In Tuesday’s monthly webinar for superintendents, officials outlined the goals of the Unbridled Learning College/Career Readiness for All Accountability Model Survey, also to be known as the Kentucky Core Academic Standards Challenge.
“About every five years, we need to look at our standards. Many districts started implementing the Kentucky Core Academic Standards, which were known common core, during the spring of 2010. It’s time to be looking at them and making tweaks,” said Education Commissioner Terry Holliday. “We want to make sure the public has the ability to respond to the standards.”
Rebecca Blessing of KDE’s Division of Communications said an online survey, open to educators and the public, will begin later this month and run through March 2015.

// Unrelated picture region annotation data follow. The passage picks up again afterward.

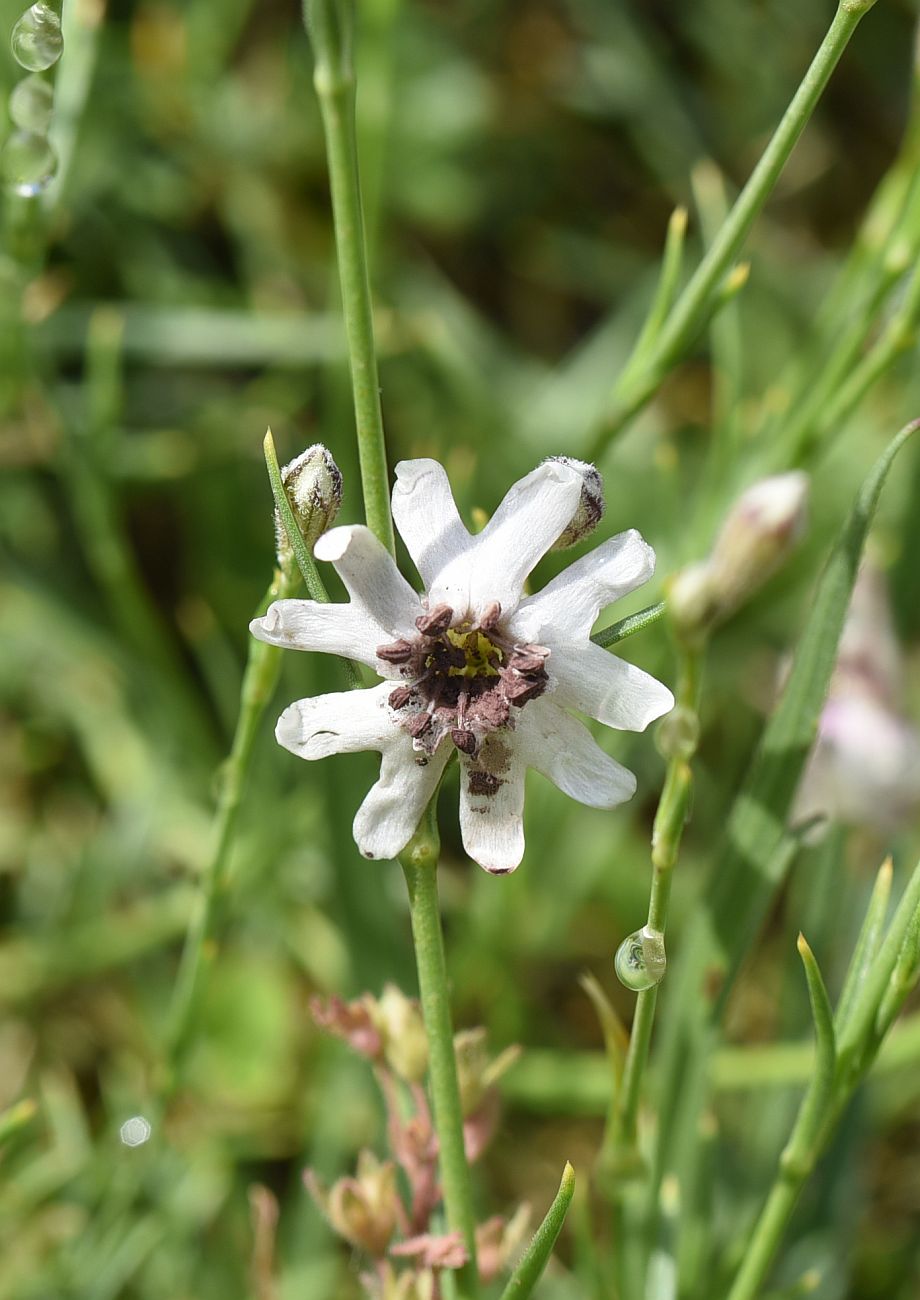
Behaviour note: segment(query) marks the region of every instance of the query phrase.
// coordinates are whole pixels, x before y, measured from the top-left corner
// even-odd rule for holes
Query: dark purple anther
[[[422,614],[416,619],[416,627],[424,637],[439,637],[443,632],[447,632],[452,618],[454,610],[450,604],[435,604],[428,614]]]
[[[377,646],[374,651],[378,659],[383,663],[408,663],[412,658],[412,645],[403,637],[399,641],[391,641],[389,645]]]

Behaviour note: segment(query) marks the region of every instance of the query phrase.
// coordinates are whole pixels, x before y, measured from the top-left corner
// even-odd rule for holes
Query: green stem
[[[700,654],[696,650],[682,647],[681,660],[681,680],[677,690],[676,710],[685,711],[689,719],[695,720],[699,706]],[[689,749],[690,753],[687,751]],[[658,812],[655,814],[651,854],[652,884],[646,926],[660,935],[664,935],[668,926],[673,868],[677,862],[684,824],[690,807],[693,788],[693,777],[687,763],[687,758],[690,757],[691,746],[684,746],[678,754],[674,754],[668,760],[664,789]],[[612,1123],[606,1135],[604,1157],[602,1157],[604,1162],[608,1160],[612,1161],[613,1169],[621,1165],[624,1158],[626,1165],[629,1165],[630,1153],[634,1153],[635,1149],[642,1079],[648,1063],[648,1048],[651,1045],[656,1004],[658,984],[641,992],[635,1000],[635,1015],[633,1017],[633,1028],[629,1035],[629,1049],[626,1052],[622,1082],[613,1105]]]
[[[348,337],[364,512],[370,530],[390,551],[394,551],[386,442],[357,168],[355,69],[351,49],[352,9],[353,5],[348,0],[307,0],[304,17],[316,55],[313,84],[320,100],[329,157],[335,250]]]
[[[260,604],[260,612],[264,612],[272,601],[291,595],[294,590],[296,590],[294,576],[277,571]],[[264,641],[256,641],[255,637],[251,638],[240,689],[236,731],[220,785],[213,827],[214,848],[201,878],[201,892],[188,923],[179,972],[173,991],[166,1040],[165,1093],[169,1093],[175,1084],[177,1066],[191,1027],[203,971],[213,957],[212,940],[216,913],[226,883],[230,848],[252,760],[252,748],[265,708],[274,693],[279,671],[281,650]]]
[[[745,1252],[745,1260],[728,1300],[754,1300],[760,1291],[793,1217],[802,1188],[808,1180],[830,1127],[841,1110],[842,1096],[834,1097],[837,1082],[834,1017],[817,963],[802,936],[799,936],[799,954],[804,963],[815,1017],[817,1043],[815,1067],[808,1091],[802,1098],[793,1134],[780,1157],[776,1179],[754,1227],[750,1245]]]
[[[399,855],[409,890],[412,940],[418,967],[418,991],[428,1032],[429,1082],[434,1122],[438,1131],[441,1183],[444,1192],[447,1225],[463,1235],[469,1262],[457,1274],[457,1294],[474,1300],[479,1294],[476,1268],[476,1216],[469,1165],[463,1140],[463,1110],[457,1066],[454,1054],[454,1028],[447,987],[444,940],[438,905],[438,855],[441,842],[435,823],[435,800],[425,820]]]
[[[596,460],[628,421],[650,400],[707,320],[721,282],[767,203],[793,148],[824,92],[859,20],[875,0],[842,0],[815,58],[793,96],[760,161],[690,282],[674,303],[651,348],[637,350],[613,389],[613,411],[590,448]]]

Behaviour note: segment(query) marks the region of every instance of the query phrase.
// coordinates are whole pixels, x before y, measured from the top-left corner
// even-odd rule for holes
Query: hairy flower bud
[[[363,1150],[353,1178],[339,1178],[326,1190],[308,1169],[304,1182],[339,1236],[377,1258],[386,1253],[399,1216],[392,1161],[381,1164],[373,1152]]]
[[[287,499],[303,540],[311,550],[317,540],[331,528],[342,504],[342,471],[331,452],[321,442],[307,447],[281,471]],[[281,515],[274,512],[278,564],[290,569],[294,552]]]
[[[761,478],[729,511],[707,560],[677,575],[671,615],[699,634],[745,603],[784,563],[806,526],[808,476],[799,469]]]
[[[572,456],[548,456],[547,459],[557,460],[560,464],[568,465],[569,469],[577,471],[582,480],[581,499],[576,512],[551,547],[554,551],[564,551],[593,533],[604,517],[607,508],[604,484],[594,465],[589,465],[585,460],[574,460]]]
[[[385,984],[369,1005],[383,1040],[383,1060],[400,1079],[421,1083],[428,1071],[428,1035],[418,1002],[395,984]]]

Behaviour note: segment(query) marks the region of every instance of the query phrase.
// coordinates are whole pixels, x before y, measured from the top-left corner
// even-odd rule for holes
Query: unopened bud
[[[806,528],[808,476],[799,469],[754,484],[738,498],[708,560],[678,573],[672,618],[684,634],[721,623],[784,563]]]
[[[321,442],[307,447],[281,471],[287,499],[303,540],[311,550],[331,528],[342,504],[342,471]],[[278,511],[274,512],[278,564],[290,569],[294,552]]]
[[[383,1060],[407,1083],[421,1083],[428,1071],[428,1035],[421,1008],[395,984],[372,1000],[370,1014],[383,1040]]]
[[[576,512],[551,547],[554,551],[564,551],[593,533],[604,517],[607,508],[604,481],[594,465],[589,465],[585,460],[574,460],[572,456],[550,456],[548,459],[557,460],[581,474],[581,498]]]
[[[377,1258],[386,1253],[399,1214],[392,1161],[381,1164],[372,1152],[363,1150],[353,1178],[340,1178],[326,1191],[308,1169],[304,1182],[339,1236]]]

“This is a challenge designed to gather public feedback, your feedback and that of your teachers on what they think needs to be tweaked with the standards,” she said. “We anticipate there may be people who have suggestions. Those comments will be posted online and evaluated by a team of Kentucky educators. Recommendations for any changes will then be made to the Kentucky Board of Education.”
Several times during the webinar segment, Blessing pointed to what KDE is – and is not – looking for from the process.
“We’re not opening this up as a referendum on the standards. The idea is for someone to actually read the standards and then to provide specific, actionable feedback,” she said. “General comments will not be considered, only those specifically tied to a standard.”
Blessing said the challenge has two main purposes.
“One is to increase people’s understanding and awareness about what the standards actually say. We’ve heard a lot of noise about what the standards are and are not, and this will give people the facts about what the standards actually say,” she said. “We’re hoping people will take the time to actually read the standards and feel like there are some changes that need to be made, they will have an opportunity to provide us with that actionable feedback.”
Blessing and Holliday said the survey will apply to English language arts and math standards, the first of the new core measures implemented in Kentucky four years ago. New Next-Generation Science Standards are being used for the first time this year in Kentucky schools. The proposed standards generated controversy during the 2014 legislative session over issues including global warming and evolution. There was no mention of the science standards during Tuesday’s webinar. However, Holliday has previously said he expects more anti-common core legislation in the 2015 General Assembly.